Il procuratore sportivo lancia il suo Principio di Valorizzazione: l'intuizione dello scout resta centrale, ma deve confrontarsi con dati e prestazioni misurabili

Il fiuto dell'osservatore contro l'algoritmo? Per Alessio Sundas è una contrapposizione sbagliata. Il futuro del calcio, secondo il procuratore sportivo italiano, nascerà proprio dall'incontro tra le due dimensioni.

È su questa convinzione che Sundas costruisce il suo Principio di Valorizzazione, un modello pensato per affiancare alla valutazione tradizionale strumenti di analisi delle performance.

«Lo scout continuerà ad avere un ruolo fondamentale. Ma nel calcio di oggi non possiamo limitarci a dire: “Questo giocatore secondo me è forte”».

Una carta d'identità della performance

La domanda diventa quindi: perché quel giocatore è forte?

Quali sono i suoi fondamentali migliori? Dove presenta delle carenze?
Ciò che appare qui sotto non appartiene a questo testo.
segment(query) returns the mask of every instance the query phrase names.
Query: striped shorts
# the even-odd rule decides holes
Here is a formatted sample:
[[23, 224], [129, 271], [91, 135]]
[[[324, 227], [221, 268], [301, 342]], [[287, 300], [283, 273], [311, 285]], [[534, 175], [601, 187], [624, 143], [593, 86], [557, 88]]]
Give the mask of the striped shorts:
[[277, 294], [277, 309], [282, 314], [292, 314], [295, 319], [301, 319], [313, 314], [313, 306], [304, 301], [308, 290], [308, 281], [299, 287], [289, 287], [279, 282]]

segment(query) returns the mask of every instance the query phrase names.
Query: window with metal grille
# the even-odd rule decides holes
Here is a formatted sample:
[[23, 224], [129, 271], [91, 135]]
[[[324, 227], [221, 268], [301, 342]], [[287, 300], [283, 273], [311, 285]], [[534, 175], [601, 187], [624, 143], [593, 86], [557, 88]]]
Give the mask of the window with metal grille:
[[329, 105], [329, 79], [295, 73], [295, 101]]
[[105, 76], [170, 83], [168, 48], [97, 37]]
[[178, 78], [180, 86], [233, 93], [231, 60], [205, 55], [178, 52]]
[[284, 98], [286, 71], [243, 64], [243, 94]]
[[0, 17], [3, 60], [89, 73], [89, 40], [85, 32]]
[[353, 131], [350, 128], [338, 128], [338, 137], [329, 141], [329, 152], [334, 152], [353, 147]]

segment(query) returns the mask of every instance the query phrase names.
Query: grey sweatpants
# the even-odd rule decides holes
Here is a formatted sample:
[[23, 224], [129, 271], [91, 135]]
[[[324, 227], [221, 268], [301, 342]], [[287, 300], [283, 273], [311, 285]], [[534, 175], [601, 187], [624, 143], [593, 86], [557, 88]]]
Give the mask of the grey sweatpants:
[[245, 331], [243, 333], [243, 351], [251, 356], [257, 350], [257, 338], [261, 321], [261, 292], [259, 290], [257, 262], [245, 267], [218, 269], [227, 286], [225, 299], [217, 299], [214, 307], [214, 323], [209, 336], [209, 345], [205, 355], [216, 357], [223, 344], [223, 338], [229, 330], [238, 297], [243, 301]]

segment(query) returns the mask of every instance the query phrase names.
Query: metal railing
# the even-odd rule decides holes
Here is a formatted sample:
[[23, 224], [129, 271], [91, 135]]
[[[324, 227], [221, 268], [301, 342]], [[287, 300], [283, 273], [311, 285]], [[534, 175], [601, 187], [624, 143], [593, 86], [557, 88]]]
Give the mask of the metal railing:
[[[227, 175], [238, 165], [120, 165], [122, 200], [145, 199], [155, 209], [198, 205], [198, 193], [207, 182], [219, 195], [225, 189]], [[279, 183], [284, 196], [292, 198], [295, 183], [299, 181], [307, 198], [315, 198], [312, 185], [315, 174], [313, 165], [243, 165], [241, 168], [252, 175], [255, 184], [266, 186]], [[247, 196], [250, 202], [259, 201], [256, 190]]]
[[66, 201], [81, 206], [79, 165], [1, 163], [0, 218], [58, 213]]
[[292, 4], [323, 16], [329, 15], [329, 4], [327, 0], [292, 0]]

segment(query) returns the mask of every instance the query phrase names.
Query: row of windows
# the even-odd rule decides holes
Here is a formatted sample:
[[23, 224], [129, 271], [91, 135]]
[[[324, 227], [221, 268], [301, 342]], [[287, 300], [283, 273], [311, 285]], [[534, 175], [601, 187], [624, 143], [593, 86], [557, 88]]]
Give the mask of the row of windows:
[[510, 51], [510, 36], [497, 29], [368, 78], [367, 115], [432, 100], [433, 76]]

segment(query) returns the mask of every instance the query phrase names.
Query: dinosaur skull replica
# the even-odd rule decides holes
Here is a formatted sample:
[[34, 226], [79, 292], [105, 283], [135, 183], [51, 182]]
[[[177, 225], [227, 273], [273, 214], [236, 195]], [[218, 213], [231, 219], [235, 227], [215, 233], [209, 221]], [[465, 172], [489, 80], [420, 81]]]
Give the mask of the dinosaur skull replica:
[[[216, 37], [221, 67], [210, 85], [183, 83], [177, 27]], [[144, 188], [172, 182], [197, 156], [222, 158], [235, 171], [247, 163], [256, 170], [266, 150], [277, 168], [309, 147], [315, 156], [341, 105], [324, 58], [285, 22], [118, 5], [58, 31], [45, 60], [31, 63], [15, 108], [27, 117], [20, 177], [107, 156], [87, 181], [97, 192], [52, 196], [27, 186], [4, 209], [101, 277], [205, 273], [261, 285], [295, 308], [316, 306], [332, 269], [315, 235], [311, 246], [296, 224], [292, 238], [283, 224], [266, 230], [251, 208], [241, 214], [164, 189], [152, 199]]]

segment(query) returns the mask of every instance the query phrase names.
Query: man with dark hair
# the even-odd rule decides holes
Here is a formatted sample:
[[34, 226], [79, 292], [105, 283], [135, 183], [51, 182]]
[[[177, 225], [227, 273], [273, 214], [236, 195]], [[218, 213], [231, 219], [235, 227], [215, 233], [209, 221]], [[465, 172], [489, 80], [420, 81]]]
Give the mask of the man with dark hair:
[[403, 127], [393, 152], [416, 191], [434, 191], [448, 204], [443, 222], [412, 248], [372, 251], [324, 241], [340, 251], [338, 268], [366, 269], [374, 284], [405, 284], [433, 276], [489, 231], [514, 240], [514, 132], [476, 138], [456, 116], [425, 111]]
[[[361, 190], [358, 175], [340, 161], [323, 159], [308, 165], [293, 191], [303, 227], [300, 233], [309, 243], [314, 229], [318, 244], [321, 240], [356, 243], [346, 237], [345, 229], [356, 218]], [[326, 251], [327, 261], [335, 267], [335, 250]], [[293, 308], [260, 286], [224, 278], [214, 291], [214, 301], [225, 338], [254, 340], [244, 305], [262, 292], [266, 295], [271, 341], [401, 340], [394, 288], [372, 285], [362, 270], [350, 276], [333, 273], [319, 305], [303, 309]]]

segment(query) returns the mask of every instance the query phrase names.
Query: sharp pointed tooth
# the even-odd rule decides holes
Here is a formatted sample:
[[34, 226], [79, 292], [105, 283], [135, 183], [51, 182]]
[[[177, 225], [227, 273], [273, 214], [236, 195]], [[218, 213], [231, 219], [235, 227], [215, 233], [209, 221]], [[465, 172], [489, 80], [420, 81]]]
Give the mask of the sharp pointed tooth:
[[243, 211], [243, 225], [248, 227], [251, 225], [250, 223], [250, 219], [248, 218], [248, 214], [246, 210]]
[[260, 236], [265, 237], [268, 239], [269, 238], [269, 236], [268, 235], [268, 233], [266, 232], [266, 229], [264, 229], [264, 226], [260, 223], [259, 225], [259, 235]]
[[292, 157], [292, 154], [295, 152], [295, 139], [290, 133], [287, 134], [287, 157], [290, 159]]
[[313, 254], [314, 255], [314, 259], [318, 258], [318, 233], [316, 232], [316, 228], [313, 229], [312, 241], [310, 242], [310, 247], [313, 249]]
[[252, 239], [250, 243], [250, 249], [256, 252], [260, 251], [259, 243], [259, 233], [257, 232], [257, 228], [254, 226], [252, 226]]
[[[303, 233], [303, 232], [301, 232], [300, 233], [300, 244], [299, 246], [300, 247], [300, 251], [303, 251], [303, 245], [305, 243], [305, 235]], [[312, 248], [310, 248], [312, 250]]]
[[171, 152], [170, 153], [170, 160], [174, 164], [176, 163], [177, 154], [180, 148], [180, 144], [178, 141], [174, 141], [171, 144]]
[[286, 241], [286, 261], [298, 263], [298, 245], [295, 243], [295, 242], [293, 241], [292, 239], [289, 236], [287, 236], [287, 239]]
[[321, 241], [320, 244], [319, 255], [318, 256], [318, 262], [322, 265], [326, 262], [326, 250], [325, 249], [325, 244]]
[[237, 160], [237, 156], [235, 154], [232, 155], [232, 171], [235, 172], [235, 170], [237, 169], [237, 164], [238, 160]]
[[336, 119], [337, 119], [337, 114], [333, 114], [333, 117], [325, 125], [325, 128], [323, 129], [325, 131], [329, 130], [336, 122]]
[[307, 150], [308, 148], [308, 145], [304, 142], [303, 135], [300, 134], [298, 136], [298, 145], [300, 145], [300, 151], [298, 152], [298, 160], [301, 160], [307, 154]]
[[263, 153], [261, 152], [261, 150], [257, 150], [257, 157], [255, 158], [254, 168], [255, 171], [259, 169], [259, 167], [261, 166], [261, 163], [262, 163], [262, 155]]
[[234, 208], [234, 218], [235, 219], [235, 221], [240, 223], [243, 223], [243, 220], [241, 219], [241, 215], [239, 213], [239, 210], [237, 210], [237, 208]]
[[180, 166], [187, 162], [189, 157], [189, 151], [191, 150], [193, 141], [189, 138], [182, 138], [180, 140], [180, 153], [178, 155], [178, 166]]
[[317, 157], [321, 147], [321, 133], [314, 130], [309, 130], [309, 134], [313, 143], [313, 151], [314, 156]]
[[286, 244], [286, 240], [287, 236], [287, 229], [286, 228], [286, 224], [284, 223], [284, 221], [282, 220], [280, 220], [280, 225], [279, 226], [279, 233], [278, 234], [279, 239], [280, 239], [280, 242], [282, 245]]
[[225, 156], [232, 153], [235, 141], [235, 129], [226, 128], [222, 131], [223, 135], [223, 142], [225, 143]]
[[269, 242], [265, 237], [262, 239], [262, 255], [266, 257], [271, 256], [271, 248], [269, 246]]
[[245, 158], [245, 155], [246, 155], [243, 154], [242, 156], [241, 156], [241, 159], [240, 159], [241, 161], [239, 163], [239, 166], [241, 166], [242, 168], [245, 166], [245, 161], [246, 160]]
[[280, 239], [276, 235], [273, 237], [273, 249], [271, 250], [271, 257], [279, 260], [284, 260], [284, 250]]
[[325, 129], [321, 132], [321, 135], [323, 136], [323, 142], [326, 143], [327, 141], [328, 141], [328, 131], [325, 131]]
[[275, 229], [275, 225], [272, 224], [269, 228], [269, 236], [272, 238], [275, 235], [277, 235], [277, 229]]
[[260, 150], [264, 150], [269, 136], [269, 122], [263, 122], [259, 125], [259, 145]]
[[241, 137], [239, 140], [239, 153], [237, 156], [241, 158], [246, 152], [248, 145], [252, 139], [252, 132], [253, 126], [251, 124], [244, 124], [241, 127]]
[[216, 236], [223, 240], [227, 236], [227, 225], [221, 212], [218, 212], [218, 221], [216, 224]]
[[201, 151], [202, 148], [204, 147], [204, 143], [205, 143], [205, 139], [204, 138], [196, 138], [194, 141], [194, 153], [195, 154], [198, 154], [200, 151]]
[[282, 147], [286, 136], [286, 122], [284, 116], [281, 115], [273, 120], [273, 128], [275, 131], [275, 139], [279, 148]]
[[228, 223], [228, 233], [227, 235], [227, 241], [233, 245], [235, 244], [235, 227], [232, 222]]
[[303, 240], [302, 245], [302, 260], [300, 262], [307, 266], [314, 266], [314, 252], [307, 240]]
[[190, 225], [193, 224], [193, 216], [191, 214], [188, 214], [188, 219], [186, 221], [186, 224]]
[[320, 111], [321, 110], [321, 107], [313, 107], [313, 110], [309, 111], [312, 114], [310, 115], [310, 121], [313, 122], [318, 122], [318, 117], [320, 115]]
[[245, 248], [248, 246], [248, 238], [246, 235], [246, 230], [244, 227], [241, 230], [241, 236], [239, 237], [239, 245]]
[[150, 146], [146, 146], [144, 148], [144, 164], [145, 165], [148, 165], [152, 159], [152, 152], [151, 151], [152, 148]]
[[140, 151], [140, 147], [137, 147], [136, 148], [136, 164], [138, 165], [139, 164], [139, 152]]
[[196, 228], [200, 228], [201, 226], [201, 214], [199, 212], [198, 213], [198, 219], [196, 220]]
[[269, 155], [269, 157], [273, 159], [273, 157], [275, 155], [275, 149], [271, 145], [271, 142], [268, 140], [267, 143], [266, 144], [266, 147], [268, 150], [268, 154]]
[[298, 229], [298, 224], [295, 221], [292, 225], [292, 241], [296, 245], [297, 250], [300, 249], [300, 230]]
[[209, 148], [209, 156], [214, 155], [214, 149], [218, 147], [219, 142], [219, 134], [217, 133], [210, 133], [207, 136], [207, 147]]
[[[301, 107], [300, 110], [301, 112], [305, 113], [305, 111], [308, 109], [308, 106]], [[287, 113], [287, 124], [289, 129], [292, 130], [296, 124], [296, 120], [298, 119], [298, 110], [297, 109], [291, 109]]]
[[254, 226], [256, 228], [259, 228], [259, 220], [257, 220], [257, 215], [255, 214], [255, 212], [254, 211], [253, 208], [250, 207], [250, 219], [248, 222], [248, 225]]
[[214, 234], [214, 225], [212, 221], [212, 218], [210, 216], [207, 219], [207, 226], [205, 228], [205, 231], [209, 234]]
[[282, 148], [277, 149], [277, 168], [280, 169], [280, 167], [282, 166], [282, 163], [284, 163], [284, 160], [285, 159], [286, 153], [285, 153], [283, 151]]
Quanto è migliorato dopo un determinato programma di allenamento?

Sono questi gli interrogativi ai quali Sundas vuole rispondere attraverso dati e parametri confrontabili.

«Dobbiamo passare dal “secondo me” al “dimostramelo”», sintetizza il manager.

Il sistema Algorithm.Soccer

Il progetto passa attraverso Algorithm.Soccer e la relativa ASM Measurement Unit, concepita come unità proprietaria per la misurazione di indicatori tecnici, atletici e tattici.

Il punteggio, tuttavia, non rappresenta il vero obiettivo.

Ciò che interessa è utilizzare i risultati per programmare il lavoro successivo e verificare nel tempo l'evoluzione dell'atleta.

Un mercato senza confini

La stessa logica viene applicata da Sundas a un mercato calcistico che non ha più confini esclusivamente nazionali.

Europa, Stati Uniti, Asia e Medio Oriente rappresentano realtà nelle quali giocatori e professionisti possono essere chiamati a dimostrare le proprie capacità.

Il principio viene infatti esteso anche ad allenatori, preparatori atletici e altri operatori dello sport.

«Valorizzare non significa inventare un campione. Significa portare una persona al massimo delle proprie possibilità».

Per Sundas, dunque, il calcio del futuro non cancellerà l'intuito. Gli chiederà però sempre più spesso di confrontarsi con i numeri.